Rencontres d’Arles 2019 : « Déconstruire le stéréotype » par Valérie Belin

Pour ses cinquante ans, les Rencontres d’Arles invitent l’artiste Valérie Belin. Elle présente une série de huit photographies intitulées Painted Ladies, série réalisée en 2017 et exposée pour la première fois dans son entièreté. Créatrice d’images, Valérie Belin porte une réflexion vive et profonde sur le médium photographique et ses déclinaisons. Exceptionnellement, elle a souhaité s’entretenir avec nous quelques jours avant le Festival d’Arles.

Lady Blur, 2017 © Valérie Belin, Extrait de Valérie Belin, Painted Ladies (Éditions Xavier Barral, 2019)

Comment procédez-vous pour faire ces images que nous pouvons voir avec votre série Painted Ladies ?

Pour cette série, à l’origine, il y a eu une rencontre fortuite avec une image publicitaire que j’ai vue dans la rue. Une campagne d’affichage pour une marque de chaussures. Cette publicité montrait une jeune fille maquillée d’une manière très spécifique et très étrange, parce qu’il ne s’agissait pas d’un maquillage au sens où on l’entend de façon traditionnelle, mais plutôt d’une peinture. Cette jeune fille avait un visage peint. Cette image m’a intéressé parce qu’elle a rejoint mes propres obsessions. À partir de là, je me suis mise en quête de qui avait réalisé cette photographie et ce maquillage. Je suis tombée sur la maquilleuse Isamaya Ffrench qui est extrêmement talentueuse et qui est célèbre dans le monde du cinéma et de la mode. Elle a travaillé avec moi pour cette série. Ensuite, j’ai cherché des références peintes de manière à lui montrer des bases de travail. J’ai sélectionné des portraits dans la peinture fauviste, expressionniste… Des peintres comme Matisse, Kirchner, Kokoschka… Au moment de la prise de vue, la maquilleuse avait ces références dans son ordinateur et d’autre part, elle avait ses pinceaux. Elle passait des références aux modèles par l’entremise de ses pinceaux. Donc elle était presque sur le motif. Ces jeunes filles étaient comme des toiles vierges sur lesquels la maquilleuse venait créer un visage peint. Moi, en tant qu’artiste, c’est comme si j’avais voulu créer de toute pièce un être vivant grâce à la photographie et grâce à la peinture…
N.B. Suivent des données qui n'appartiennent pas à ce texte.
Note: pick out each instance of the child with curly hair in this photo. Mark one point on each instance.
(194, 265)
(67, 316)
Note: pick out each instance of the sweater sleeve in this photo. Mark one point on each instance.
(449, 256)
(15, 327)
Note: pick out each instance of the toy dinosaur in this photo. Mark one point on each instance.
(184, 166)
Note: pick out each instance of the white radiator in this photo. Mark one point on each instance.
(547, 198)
Vous avez dit dans un entretien : « La photographie a le pouvoir de redonner un semblant de vie à ce qui n’existe plus ou bien de momifier le vivant ». Avez-vous privilégié l’un ou l’autre dans cette série des Painted Ladies ?
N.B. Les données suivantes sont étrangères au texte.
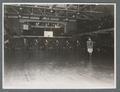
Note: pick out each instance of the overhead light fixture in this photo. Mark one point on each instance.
(37, 23)
(19, 16)
(78, 13)
(36, 6)
(20, 8)
(51, 11)
(73, 16)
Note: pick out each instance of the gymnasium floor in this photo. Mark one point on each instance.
(57, 69)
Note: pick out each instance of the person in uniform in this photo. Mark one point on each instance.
(89, 46)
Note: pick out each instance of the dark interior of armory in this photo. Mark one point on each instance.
(64, 35)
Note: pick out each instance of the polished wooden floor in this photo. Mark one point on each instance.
(53, 68)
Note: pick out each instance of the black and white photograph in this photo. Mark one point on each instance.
(59, 45)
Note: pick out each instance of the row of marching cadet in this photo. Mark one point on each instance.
(51, 43)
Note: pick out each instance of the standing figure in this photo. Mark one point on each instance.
(90, 46)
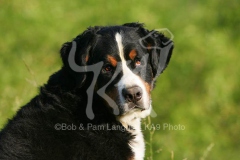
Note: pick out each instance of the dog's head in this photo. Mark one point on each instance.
(126, 61)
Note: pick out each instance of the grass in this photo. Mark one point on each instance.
(199, 89)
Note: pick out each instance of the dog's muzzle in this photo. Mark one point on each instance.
(133, 96)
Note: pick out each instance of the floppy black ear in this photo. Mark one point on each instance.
(84, 43)
(160, 51)
(158, 46)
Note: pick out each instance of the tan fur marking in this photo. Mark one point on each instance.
(86, 58)
(112, 60)
(132, 54)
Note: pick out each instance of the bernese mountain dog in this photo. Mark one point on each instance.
(91, 108)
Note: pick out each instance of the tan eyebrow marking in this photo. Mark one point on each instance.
(86, 58)
(112, 60)
(132, 54)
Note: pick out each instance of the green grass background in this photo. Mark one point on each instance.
(199, 90)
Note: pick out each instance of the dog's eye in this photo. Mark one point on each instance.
(107, 68)
(137, 62)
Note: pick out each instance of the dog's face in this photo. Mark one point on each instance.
(130, 64)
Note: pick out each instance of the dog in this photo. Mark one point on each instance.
(91, 108)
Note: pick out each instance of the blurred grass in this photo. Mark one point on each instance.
(199, 89)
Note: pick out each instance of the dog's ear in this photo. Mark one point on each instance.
(160, 50)
(158, 46)
(84, 43)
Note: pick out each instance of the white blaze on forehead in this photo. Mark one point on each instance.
(120, 47)
(129, 79)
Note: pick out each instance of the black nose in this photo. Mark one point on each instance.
(132, 94)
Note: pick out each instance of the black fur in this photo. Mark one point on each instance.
(31, 134)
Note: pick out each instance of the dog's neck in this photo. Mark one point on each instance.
(133, 125)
Dans cette série c’est vraiment un mélange inextricable. Il n’y a pas de dichotomie qui est plus évidente ou plus visible. Ce n’est pas comme dans ma série des mannequins de vitrine (2003) où il s’agissait d’objets de plastique qui donnent l’illusion du vivant. Ici, il s’agit d’autre chose. Ici, c’est plutôt l’espèce de confusion ou de frontière troublée entre un être purement de chair et un être numérique, un être fabriqué par des outils à la fois traditionnels et aussi utilisés à l’ère du numérique. Il y a un aspect digital dans cette série, principalement donné par la fabrication en post-production du fond et du style de l’ensemble.
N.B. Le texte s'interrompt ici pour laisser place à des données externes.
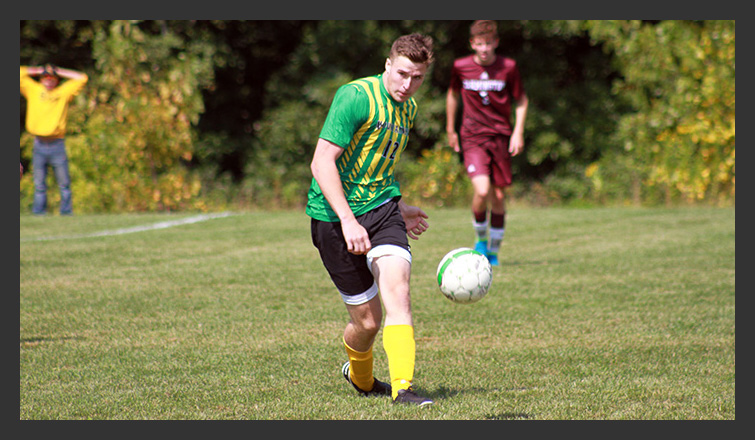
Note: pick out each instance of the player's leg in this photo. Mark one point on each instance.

C’est comme si j’avais voulu créer de toute pièce un être vivant grâce à la photographie et grâce à la peinture…


Lady Shadow, 2017 © Valérie Belin, Extrait de Valérie Belin, Painted Ladies (Éditions Xavier Barral, 2019)

Les Painted Ladies sont une série qui a été précédée par de nombreuses autres dans lesquelles vous vous intéressez aux mannequins. Qu’est-ce qui vous fascine autant avec le mannequin ?

Ce qui me fascine dans cet objet, c’est son caractère de stéréotype. Je pense qu’un mannequin, qu’il soit un objet ou un être vivant, c’est-à-dire un mannequin d’agence de mode, constitue l’incarnation des fantasmes d’une époque ou plutôt la représentation des fantasmes d’une époque et de ses enjeux, de ses peurs, de ses dangers. C’est cela que je trouve fascinant. Cela est rendu possible parce que l’objet représente le stéréotype de la beauté en vigueur et en même temps, il a un caractère vide, il a un caractère vain. Il est à la fois puissant et vain. Il incarne la puissance et la vanité du stéréotype. Par « vanité », j’entends quelque chose de profond, de l’ordre du simulacre. Cet objet ou cette personne a perdu toute vie. Il n’est qu’un simulacre de vie. Je le montre pour ce qu’il est. C’est pour cette raison que j’ai pu parler, dans l’analyse de mon travail, de la tentative de « déconstruire le stéréotype » en le représentant, mais en le mettant en défaut par les effets de l’art, par les effets de la photographie et par le travail formel que je fais.

Oui, déconstruire les stéréotypes en les additionnant, c’est aussi votre démarche artistique… En tout cas par l’ajout de plusieurs couches comme dans les Painted Ladies où vous peignez les mannequins… Est-ce qu’il s’agit d’assembler des stéréotypes pour qu’ils s’annulent ensemble ?

Oui. C’est ce qu’on peut voir dans mon travail depuis quelques années. C’est le travail de la surimpression qui ajoute une couche au stéréotype et qui par cet ajout va le déconstruire. Quand je repense par exemple aux premières surimpressions que j’ai faites, les Têtes couronnées (2009), je superpose plusieurs vues très légèrement décalées de la même jeune fille – qui est une vraie jeune fille vivante – et, par ailleurs, je lui retire la vie par l’absence de texture de peau. Il y a donc un retrait du vivant. Mais la surimpression vient, au contraire, lui donner un tremblement, qui pourrait être un tremblement du vivant. C’est toujours complexe cette alchimie des couches…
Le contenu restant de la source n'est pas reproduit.